A third M&StL locomotive (number 452) of the same class was used at the American Crystal Sugar factory in Chaska through 1959. I have also been told that the M&StL used to send this locomotive to the sugar factory each fall for switching duties during the "campaign". 452 may have also been used on "steam specials" out of Minneapolis. Being the last M&StL steam locomotive in service, 452 was scrapped around 1966 or 1967. If anyone has any information on number 452 (like where it was between 1958 and the time of its scrapping) or steam operations at the Chaska Sugar Factory, please let me know.
This has nothing to do with steam locomotives. However, it does have something
to do with Chaska and the Klein Brick yards, and besides, I find it very
interesting. Years ago there were five "clay holes" in Chaska (four of them
remain today). One of these "clay holes" is located just east of Hwy 41 north
of downtown Chaska. They were created by the Klein Brick company. Cranes
would be used to excavate areas (pits) where good brick-making clay was found.

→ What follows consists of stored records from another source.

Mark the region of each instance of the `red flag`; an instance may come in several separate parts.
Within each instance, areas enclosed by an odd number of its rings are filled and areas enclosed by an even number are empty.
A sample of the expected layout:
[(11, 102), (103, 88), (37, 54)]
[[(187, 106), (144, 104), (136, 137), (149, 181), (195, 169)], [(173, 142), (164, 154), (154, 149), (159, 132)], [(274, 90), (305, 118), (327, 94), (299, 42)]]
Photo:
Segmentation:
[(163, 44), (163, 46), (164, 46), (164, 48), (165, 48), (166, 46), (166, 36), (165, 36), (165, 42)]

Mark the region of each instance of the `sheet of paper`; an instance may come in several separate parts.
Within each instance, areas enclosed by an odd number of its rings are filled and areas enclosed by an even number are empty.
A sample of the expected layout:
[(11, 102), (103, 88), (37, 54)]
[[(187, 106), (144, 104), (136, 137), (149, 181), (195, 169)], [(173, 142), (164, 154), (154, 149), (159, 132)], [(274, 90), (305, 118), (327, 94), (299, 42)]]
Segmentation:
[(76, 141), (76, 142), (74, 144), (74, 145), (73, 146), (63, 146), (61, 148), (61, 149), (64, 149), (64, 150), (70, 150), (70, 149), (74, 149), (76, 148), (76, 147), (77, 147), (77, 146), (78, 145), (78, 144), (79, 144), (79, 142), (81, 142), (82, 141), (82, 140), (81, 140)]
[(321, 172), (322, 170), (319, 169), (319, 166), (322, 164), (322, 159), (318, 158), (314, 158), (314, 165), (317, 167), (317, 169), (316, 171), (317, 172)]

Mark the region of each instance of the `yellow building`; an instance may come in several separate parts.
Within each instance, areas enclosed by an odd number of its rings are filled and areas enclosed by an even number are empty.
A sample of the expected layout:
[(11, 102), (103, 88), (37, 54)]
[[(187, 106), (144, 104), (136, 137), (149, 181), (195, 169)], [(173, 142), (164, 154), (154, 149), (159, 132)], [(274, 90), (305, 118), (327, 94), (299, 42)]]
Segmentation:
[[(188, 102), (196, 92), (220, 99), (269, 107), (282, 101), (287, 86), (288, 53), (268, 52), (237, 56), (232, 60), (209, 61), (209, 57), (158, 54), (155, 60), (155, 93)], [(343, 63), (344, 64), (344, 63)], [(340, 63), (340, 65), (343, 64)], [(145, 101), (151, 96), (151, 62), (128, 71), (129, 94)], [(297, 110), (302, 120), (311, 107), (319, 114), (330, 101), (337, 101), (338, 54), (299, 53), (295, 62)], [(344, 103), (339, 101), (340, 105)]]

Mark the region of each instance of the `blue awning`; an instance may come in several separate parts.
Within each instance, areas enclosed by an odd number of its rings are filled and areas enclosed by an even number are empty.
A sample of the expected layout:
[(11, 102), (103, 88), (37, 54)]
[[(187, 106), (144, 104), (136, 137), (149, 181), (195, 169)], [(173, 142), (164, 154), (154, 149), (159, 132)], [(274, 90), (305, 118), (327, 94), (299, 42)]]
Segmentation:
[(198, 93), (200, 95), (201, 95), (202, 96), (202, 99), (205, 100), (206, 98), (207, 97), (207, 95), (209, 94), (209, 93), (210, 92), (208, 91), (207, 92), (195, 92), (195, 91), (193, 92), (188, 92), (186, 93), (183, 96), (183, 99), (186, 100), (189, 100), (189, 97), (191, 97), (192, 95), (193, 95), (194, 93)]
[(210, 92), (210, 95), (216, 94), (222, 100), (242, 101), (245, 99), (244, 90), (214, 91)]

Sooner or later, a natural spring would be "found". As the water began to fill
up the "clay hole", the digging equipment had to be moved out of the hole. As
a child, I remember seeing the boom of a crane poking out of the water of the
center of this "clay hole". Some people didn't believe me. I began doubting
my own memory. Then, in 2001, my mom finds this photo. It shows the crane at
the bottom of this"clay hole" well before it was covered.

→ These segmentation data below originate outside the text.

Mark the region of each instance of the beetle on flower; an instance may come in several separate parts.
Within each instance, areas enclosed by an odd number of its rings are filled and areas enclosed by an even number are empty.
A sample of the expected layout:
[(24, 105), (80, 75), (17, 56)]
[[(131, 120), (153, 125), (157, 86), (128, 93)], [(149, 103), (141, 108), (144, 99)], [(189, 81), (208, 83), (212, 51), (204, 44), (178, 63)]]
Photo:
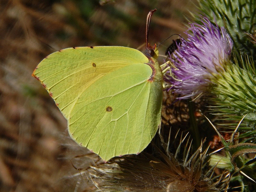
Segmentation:
[(224, 70), (229, 61), (233, 43), (223, 27), (205, 17), (202, 24), (191, 24), (186, 41), (170, 55), (172, 66), (165, 73), (168, 90), (181, 95), (179, 100), (199, 96), (212, 83), (214, 74)]

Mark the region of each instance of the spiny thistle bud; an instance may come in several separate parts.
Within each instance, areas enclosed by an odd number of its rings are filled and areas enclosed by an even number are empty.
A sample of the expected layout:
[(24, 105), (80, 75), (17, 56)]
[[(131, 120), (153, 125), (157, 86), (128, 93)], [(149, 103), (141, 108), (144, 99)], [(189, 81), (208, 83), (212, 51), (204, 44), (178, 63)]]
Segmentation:
[[(211, 98), (216, 105), (213, 108), (216, 114), (238, 121), (247, 114), (239, 130), (246, 127), (254, 130), (256, 77), (229, 60), (233, 42), (225, 29), (215, 26), (205, 17), (201, 22), (202, 25), (190, 24), (185, 32), (187, 40), (173, 53), (174, 58), (170, 57), (172, 66), (164, 77), (167, 86), (182, 95), (180, 99), (210, 92), (216, 96)], [(252, 66), (248, 60), (240, 65)]]
[[(229, 62), (233, 42), (223, 28), (212, 24), (206, 17), (203, 25), (190, 24), (188, 36), (170, 57), (173, 66), (164, 79), (169, 90), (181, 94), (180, 99), (196, 97), (212, 84), (214, 74), (224, 71)], [(191, 35), (191, 34), (192, 35)]]
[[(256, 44), (252, 37), (256, 35), (255, 0), (198, 0), (200, 9), (212, 22), (227, 29), (234, 43), (237, 57), (240, 53), (254, 57), (256, 63)], [(212, 12), (214, 14), (212, 14)], [(200, 23), (198, 19), (197, 21)], [(239, 62), (241, 61), (239, 61)]]

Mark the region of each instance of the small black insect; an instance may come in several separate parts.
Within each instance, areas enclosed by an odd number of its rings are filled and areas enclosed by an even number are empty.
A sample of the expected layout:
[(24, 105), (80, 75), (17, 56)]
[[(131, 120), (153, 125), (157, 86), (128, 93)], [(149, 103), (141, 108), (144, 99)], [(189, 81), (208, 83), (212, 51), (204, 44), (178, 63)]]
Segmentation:
[(166, 49), (165, 55), (169, 55), (171, 54), (174, 51), (178, 48), (178, 46), (181, 44), (182, 43), (180, 39), (177, 39), (175, 40), (172, 40), (172, 43)]

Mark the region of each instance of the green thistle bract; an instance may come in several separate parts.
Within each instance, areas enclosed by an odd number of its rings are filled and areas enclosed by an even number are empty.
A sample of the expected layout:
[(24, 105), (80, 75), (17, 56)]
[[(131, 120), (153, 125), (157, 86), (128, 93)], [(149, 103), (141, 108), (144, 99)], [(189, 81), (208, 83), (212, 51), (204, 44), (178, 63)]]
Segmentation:
[[(252, 41), (252, 37), (256, 34), (256, 1), (198, 1), (203, 14), (212, 23), (216, 22), (226, 29), (234, 42), (234, 50), (237, 57), (240, 56), (240, 53), (243, 56), (244, 54), (252, 56), (254, 63), (256, 63), (256, 44)], [(196, 20), (201, 23), (198, 18)]]

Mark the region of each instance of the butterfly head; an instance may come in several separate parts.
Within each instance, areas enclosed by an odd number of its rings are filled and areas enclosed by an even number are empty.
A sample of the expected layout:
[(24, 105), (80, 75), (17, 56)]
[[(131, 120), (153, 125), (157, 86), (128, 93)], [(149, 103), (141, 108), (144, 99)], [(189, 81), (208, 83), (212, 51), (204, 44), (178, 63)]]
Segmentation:
[(151, 46), (148, 44), (146, 48), (146, 55), (149, 59), (153, 58), (156, 59), (159, 55), (159, 52), (155, 44), (153, 46)]

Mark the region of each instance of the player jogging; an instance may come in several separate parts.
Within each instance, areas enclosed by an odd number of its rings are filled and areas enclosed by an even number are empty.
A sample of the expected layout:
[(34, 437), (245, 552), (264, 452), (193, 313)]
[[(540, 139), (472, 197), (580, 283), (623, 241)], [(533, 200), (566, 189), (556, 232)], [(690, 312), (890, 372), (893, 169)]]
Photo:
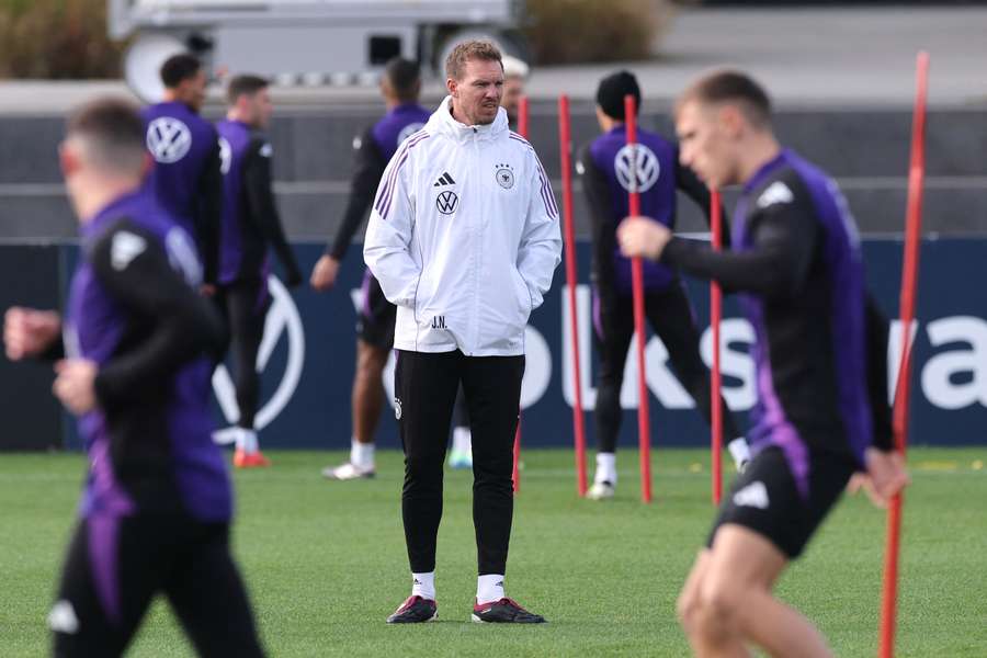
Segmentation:
[[(143, 186), (135, 107), (97, 101), (69, 121), (61, 169), (81, 253), (55, 395), (79, 417), (89, 475), (48, 616), (59, 658), (120, 656), (158, 593), (201, 656), (262, 655), (229, 551), (232, 501), (211, 439), (222, 321), (183, 228)], [(13, 308), (12, 360), (54, 356), (57, 314)]]
[[(627, 193), (640, 194), (643, 213), (673, 229), (677, 214), (676, 191), (681, 190), (708, 216), (710, 191), (695, 173), (679, 163), (678, 146), (660, 135), (638, 131), (638, 145), (632, 151), (626, 144), (624, 97), (632, 95), (640, 106), (640, 88), (628, 71), (619, 71), (600, 81), (597, 89), (597, 120), (603, 135), (579, 157), (576, 170), (582, 175), (590, 208), (593, 240), (593, 338), (600, 354), (597, 385), (597, 470), (591, 499), (612, 498), (616, 487), (616, 444), (623, 420), (621, 387), (627, 348), (634, 334), (634, 305), (631, 286), (631, 260), (616, 245), (617, 224), (627, 215)], [(636, 181), (632, 181), (636, 177)], [(634, 183), (632, 185), (632, 183)], [(684, 284), (670, 266), (644, 263), (645, 314), (668, 350), (678, 379), (711, 421), (710, 371), (700, 356), (700, 332)], [(738, 470), (749, 460), (747, 441), (734, 426), (726, 402), (723, 427)]]
[[(878, 502), (907, 483), (892, 447), (883, 322), (869, 310), (855, 223), (836, 183), (782, 148), (768, 95), (744, 73), (711, 73), (679, 99), (680, 158), (712, 186), (741, 184), (731, 250), (676, 238), (646, 218), (619, 231), (626, 256), (658, 259), (739, 293), (755, 329), (753, 458), (725, 498), (679, 599), (697, 656), (831, 655), (772, 594), (854, 473)], [(876, 347), (869, 350), (869, 345)], [(882, 368), (875, 367), (873, 372)], [(882, 384), (884, 386), (882, 387)]]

This is one of two small locomotives that once operated in Northfield on the Northfield & Cannon Valley Railroad. 504 was built by Kolben-Danek in 1941. It is a 600mm gauge 0-4-0. Operations ceased on the N&CV around 2011. In 2016 both locomotives were purchased and moved to Silver Dollar City in Branson, MO. 504 now operates there.
There used to be a standard gauge 2-4-4T on Owatonna. It was numbered 201 and used to run on the Illinois Central. It was moved to the Illinois Railway Museum.